Please find enclosed what I did so far: mf-2d-SLEPc.edp (2.9 KB) . It is not functional yet: the comparison of left vectors fails. Moreover I struggle to change the numbering of the right vectors. If I understand correctly the matrix B should be used to change the numbering of the right vectors, but the re-numbering only works if I use the matrix A. Could you, please, help me to correct this?

I compiled FreeFem with the proposed correction in SLEPc-code.hpp. The assert on the left vectors now successes. However, it still fail to handle the right vectors, mf-2d-SLEPc.edp (3.1 KB)
I do not understand what I do wrong but I can not renumber the right vectors using the matrix B.

Another good catch! Sorry, I’m not using SVDSolve() much, so thank you for your careful investigation. This part of SLEPc-code.hpp is wrong, rarray can’t be of the same size as array in the rectangular case. That would explain why the ChangeNumbering() with A works (correct dimension) while it doesn’t with B (incorrect dimension). But you are correct, it should be the other way around.

I’m AFK until the early afternoon, but I’ll try to fix this later today. Thank you for bearing with me .

It should be good now. I’ve fixed mf-2d-SLEPc.edp (3.1 KB) accordingly, is it alright on your side if I commit this modified file on the FreeFEM official repository?

Actually there is one more question from my side. The last assert corresponds to check that C v = sigma u in the PETSc world. If I understand correctly, this should be true as well in the FreeFem world, isn’t it ?

Such test in FreeFem world would read: temp1 = MF * vMF[]; temp2 = valuesMF[idSV] * uMF[]; temp2 -= temp1; assert(temp2.linfty < 1.0e-6);

I tried that but that fails, did I do something wrong?

Best,

Lucas

EDIT:
The following assert (that fails) convinced me that something is wrong when performing the matrix vector multiplication in the FreeFem world:

Can’t do MF * because MF is rectangular and I haven’t done the necessary plumbing to handle this case. Must use MatMult instead. If you had a FreeFEM compiled with debugging turned on, you would see an assert error when doing either temp1 = MF * vMF[]; or temp2 = MF * vMF[];, whatever comes next is garbage. (maybe not that simple, let me check and I’ll get back at you)

Edit: you forgot to resize temp2 before MF *, the following seems to work.
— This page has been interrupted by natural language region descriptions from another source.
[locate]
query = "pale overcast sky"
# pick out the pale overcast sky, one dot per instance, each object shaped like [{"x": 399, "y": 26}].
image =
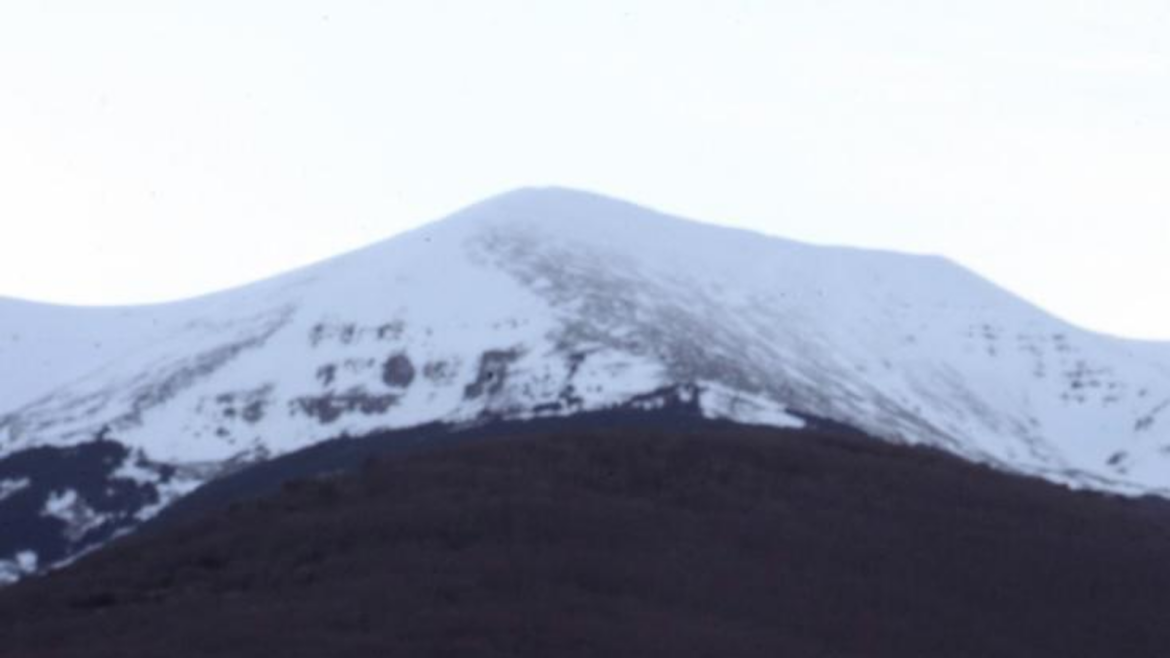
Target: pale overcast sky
[{"x": 160, "y": 149}]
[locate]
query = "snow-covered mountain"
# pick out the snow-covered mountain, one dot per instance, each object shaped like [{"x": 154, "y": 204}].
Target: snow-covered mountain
[{"x": 548, "y": 302}]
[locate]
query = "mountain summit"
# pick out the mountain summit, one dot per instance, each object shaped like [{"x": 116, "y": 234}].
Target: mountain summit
[{"x": 549, "y": 302}]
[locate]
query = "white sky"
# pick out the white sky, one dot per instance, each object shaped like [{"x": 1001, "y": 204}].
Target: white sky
[{"x": 156, "y": 150}]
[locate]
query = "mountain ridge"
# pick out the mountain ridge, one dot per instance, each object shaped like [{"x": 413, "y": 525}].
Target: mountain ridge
[{"x": 545, "y": 302}]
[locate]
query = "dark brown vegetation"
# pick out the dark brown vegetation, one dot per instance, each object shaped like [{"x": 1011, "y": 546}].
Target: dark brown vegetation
[{"x": 714, "y": 541}]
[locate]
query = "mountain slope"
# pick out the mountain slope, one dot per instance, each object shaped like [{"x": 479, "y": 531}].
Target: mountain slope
[
  {"x": 707, "y": 540},
  {"x": 550, "y": 302}
]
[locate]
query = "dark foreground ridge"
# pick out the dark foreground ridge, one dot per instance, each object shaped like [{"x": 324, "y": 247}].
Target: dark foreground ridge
[{"x": 710, "y": 540}]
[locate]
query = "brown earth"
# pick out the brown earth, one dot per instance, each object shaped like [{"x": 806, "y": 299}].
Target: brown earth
[{"x": 706, "y": 541}]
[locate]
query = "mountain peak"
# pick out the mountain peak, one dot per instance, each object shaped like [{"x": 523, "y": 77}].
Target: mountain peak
[{"x": 551, "y": 302}]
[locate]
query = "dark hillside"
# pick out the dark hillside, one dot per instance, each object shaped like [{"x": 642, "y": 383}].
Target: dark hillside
[{"x": 714, "y": 541}]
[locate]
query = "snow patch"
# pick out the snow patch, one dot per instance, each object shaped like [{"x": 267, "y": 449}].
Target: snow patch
[{"x": 11, "y": 487}]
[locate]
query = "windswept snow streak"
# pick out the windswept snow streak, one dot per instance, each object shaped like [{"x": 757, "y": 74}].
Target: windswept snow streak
[{"x": 551, "y": 302}]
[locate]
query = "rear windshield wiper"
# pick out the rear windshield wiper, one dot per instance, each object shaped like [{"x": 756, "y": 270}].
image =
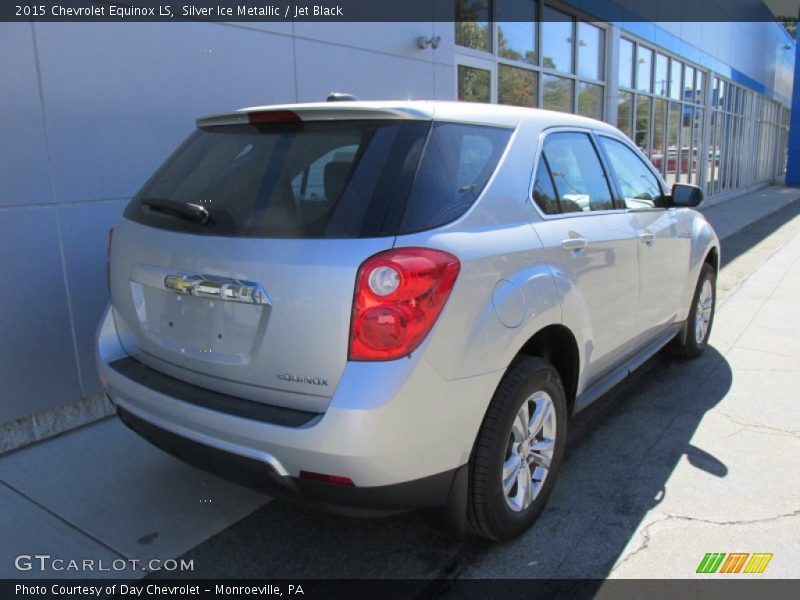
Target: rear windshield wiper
[{"x": 183, "y": 210}]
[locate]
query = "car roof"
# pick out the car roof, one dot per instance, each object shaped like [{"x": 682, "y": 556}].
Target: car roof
[{"x": 464, "y": 112}]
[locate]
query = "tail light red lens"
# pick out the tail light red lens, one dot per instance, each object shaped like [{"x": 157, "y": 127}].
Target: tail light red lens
[
  {"x": 399, "y": 295},
  {"x": 108, "y": 257}
]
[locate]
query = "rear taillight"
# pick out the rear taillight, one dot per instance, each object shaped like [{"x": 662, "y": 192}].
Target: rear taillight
[
  {"x": 108, "y": 257},
  {"x": 399, "y": 295},
  {"x": 335, "y": 479}
]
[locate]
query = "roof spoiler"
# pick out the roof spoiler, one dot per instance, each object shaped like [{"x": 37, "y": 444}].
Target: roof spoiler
[{"x": 340, "y": 97}]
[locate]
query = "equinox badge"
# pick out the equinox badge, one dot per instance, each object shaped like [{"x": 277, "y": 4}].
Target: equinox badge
[{"x": 301, "y": 379}]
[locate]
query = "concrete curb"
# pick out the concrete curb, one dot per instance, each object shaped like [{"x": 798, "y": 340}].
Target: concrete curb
[
  {"x": 36, "y": 428},
  {"x": 58, "y": 420}
]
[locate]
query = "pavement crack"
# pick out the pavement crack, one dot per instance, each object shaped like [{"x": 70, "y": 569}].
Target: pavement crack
[
  {"x": 787, "y": 515},
  {"x": 646, "y": 537},
  {"x": 645, "y": 533},
  {"x": 758, "y": 426}
]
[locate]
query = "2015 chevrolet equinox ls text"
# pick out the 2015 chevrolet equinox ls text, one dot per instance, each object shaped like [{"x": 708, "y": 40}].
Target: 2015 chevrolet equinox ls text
[{"x": 392, "y": 305}]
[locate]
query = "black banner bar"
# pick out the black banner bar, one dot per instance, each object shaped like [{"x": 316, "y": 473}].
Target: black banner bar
[{"x": 378, "y": 10}]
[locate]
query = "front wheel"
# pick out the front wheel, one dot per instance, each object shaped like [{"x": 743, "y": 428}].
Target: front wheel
[
  {"x": 692, "y": 340},
  {"x": 518, "y": 450}
]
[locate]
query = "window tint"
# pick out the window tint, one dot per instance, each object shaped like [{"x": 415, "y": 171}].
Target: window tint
[
  {"x": 577, "y": 173},
  {"x": 638, "y": 186},
  {"x": 321, "y": 179},
  {"x": 298, "y": 180},
  {"x": 544, "y": 194},
  {"x": 458, "y": 161}
]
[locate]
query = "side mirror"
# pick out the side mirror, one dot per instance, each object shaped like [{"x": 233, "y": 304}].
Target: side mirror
[{"x": 686, "y": 196}]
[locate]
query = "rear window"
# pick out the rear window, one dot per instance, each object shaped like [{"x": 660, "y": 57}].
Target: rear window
[{"x": 331, "y": 179}]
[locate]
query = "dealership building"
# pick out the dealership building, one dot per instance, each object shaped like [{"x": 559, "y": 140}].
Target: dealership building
[{"x": 89, "y": 110}]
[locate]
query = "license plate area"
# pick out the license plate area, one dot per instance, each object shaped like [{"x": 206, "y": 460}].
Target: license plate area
[{"x": 205, "y": 329}]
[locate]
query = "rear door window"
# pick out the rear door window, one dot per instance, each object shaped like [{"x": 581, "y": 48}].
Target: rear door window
[
  {"x": 637, "y": 184},
  {"x": 577, "y": 173}
]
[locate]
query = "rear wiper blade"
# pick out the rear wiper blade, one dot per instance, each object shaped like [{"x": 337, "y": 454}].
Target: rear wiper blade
[{"x": 183, "y": 210}]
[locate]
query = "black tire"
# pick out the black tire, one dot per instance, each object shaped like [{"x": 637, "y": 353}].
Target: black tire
[
  {"x": 685, "y": 345},
  {"x": 489, "y": 514}
]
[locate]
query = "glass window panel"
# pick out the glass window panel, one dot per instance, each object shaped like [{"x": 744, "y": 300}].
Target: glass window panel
[
  {"x": 557, "y": 40},
  {"x": 516, "y": 30},
  {"x": 642, "y": 136},
  {"x": 688, "y": 83},
  {"x": 625, "y": 63},
  {"x": 659, "y": 129},
  {"x": 473, "y": 24},
  {"x": 516, "y": 86},
  {"x": 625, "y": 113},
  {"x": 700, "y": 88},
  {"x": 686, "y": 154},
  {"x": 556, "y": 93},
  {"x": 673, "y": 128},
  {"x": 473, "y": 84},
  {"x": 638, "y": 186},
  {"x": 698, "y": 151},
  {"x": 578, "y": 175},
  {"x": 590, "y": 100},
  {"x": 644, "y": 69},
  {"x": 661, "y": 83},
  {"x": 675, "y": 80},
  {"x": 590, "y": 51}
]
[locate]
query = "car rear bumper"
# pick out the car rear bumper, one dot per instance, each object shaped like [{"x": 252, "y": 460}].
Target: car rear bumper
[{"x": 398, "y": 430}]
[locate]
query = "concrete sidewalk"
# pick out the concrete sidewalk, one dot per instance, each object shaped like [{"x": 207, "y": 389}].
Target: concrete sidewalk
[{"x": 100, "y": 492}]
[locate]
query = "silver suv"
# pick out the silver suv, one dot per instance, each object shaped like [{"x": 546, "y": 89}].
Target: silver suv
[{"x": 389, "y": 305}]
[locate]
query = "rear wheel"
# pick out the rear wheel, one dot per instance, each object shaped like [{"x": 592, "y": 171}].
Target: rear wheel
[
  {"x": 691, "y": 342},
  {"x": 518, "y": 450}
]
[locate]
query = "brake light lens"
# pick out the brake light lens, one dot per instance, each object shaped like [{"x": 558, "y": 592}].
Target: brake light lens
[
  {"x": 335, "y": 479},
  {"x": 273, "y": 116},
  {"x": 108, "y": 257},
  {"x": 399, "y": 295}
]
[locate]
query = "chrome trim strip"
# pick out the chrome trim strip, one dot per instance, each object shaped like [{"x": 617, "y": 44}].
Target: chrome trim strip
[{"x": 218, "y": 288}]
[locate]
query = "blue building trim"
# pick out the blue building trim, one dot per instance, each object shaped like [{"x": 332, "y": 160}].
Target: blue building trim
[{"x": 793, "y": 159}]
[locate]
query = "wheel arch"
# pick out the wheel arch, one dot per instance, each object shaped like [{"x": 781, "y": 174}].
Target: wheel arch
[{"x": 557, "y": 345}]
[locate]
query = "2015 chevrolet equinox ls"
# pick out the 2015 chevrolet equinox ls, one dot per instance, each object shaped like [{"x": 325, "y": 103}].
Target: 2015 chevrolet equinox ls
[{"x": 390, "y": 305}]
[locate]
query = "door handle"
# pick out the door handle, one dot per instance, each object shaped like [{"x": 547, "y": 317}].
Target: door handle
[
  {"x": 647, "y": 237},
  {"x": 573, "y": 243}
]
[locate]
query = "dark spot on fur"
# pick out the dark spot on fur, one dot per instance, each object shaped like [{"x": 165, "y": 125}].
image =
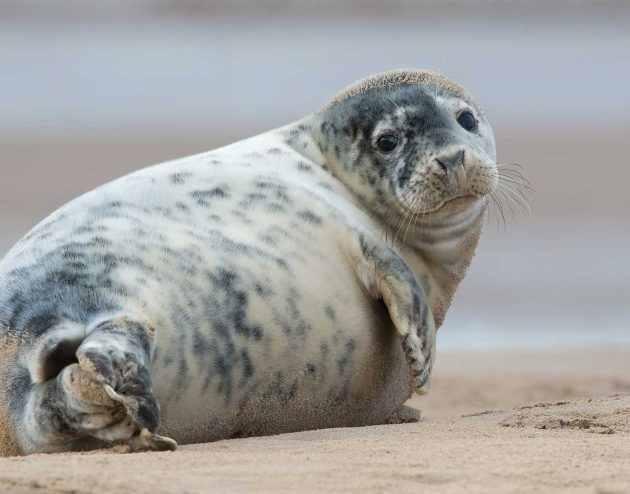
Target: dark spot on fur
[{"x": 309, "y": 217}]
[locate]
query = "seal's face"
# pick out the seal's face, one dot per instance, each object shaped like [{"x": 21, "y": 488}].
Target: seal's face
[{"x": 421, "y": 147}]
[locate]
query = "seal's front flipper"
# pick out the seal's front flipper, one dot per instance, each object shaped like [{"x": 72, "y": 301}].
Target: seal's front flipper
[
  {"x": 104, "y": 395},
  {"x": 386, "y": 275}
]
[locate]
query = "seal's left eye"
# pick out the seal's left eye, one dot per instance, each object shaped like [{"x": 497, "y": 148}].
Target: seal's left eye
[
  {"x": 468, "y": 121},
  {"x": 388, "y": 142}
]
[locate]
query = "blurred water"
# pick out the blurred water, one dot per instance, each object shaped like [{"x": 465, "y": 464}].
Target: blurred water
[
  {"x": 489, "y": 333},
  {"x": 233, "y": 72}
]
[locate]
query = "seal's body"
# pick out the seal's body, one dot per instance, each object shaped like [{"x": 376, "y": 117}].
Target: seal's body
[{"x": 289, "y": 281}]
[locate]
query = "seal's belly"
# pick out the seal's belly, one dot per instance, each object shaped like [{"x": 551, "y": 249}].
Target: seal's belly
[{"x": 254, "y": 347}]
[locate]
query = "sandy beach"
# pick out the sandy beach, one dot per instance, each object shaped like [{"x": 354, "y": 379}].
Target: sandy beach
[{"x": 501, "y": 421}]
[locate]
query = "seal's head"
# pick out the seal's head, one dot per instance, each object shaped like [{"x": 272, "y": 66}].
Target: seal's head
[{"x": 412, "y": 139}]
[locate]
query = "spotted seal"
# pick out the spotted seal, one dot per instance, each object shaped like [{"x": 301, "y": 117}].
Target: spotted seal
[{"x": 293, "y": 280}]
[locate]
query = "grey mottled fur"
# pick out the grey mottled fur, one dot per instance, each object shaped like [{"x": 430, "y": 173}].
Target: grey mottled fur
[{"x": 237, "y": 292}]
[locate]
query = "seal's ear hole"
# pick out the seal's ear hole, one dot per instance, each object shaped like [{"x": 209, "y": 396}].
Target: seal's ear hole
[{"x": 60, "y": 355}]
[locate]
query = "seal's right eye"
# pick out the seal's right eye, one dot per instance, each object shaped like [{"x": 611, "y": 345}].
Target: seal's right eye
[{"x": 388, "y": 142}]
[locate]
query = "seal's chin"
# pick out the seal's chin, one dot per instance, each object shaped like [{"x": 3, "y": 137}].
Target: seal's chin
[{"x": 456, "y": 204}]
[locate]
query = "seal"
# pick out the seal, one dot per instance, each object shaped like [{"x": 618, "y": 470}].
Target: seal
[{"x": 293, "y": 280}]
MatMult(MF, rvecMF(:,idSV), temp2);
ChangeNumbering(A, temp1, temp2, inverse = true, exchange = true);
temp2.resize(uMF[].n); // should be done automatically, but necessary plumbing not done yet...
temp2 = MF * vMF[];
temp2 -= temp1;
assert(temp2.linfty < 1.e-6);

And just a remark for those like that would be interested (like me ^^), it is possible to stay in the “PETSc world” in prodFunc. In such case, prodFunc would read:

func real[int] prodFunc(real[int]& up) {
real[int] u(A.n);
MatMultTranspose(RPETSc, up, u); // where RPETSc is defined by Mat RPETSc(B, A, R);
MatMult(A, u, up);
return up;
}

I guess this should improve the performance as we avoid two re-numbering.

It seems that the correction you proposed broke something when using EPSolve( ... , array = vec);. I came to this conclusion by comparing the result of the same script executed with the v4.8 and the develop branch. In the last case, vec has wrong entries (either really small or really large) while with the v4.8 I obtain the correct eigenvector shape.

I’m actually not quite sure how that code ever worked… I’ll fix a push after diner, I’ve got it locally but I need to figure out what was previously going on.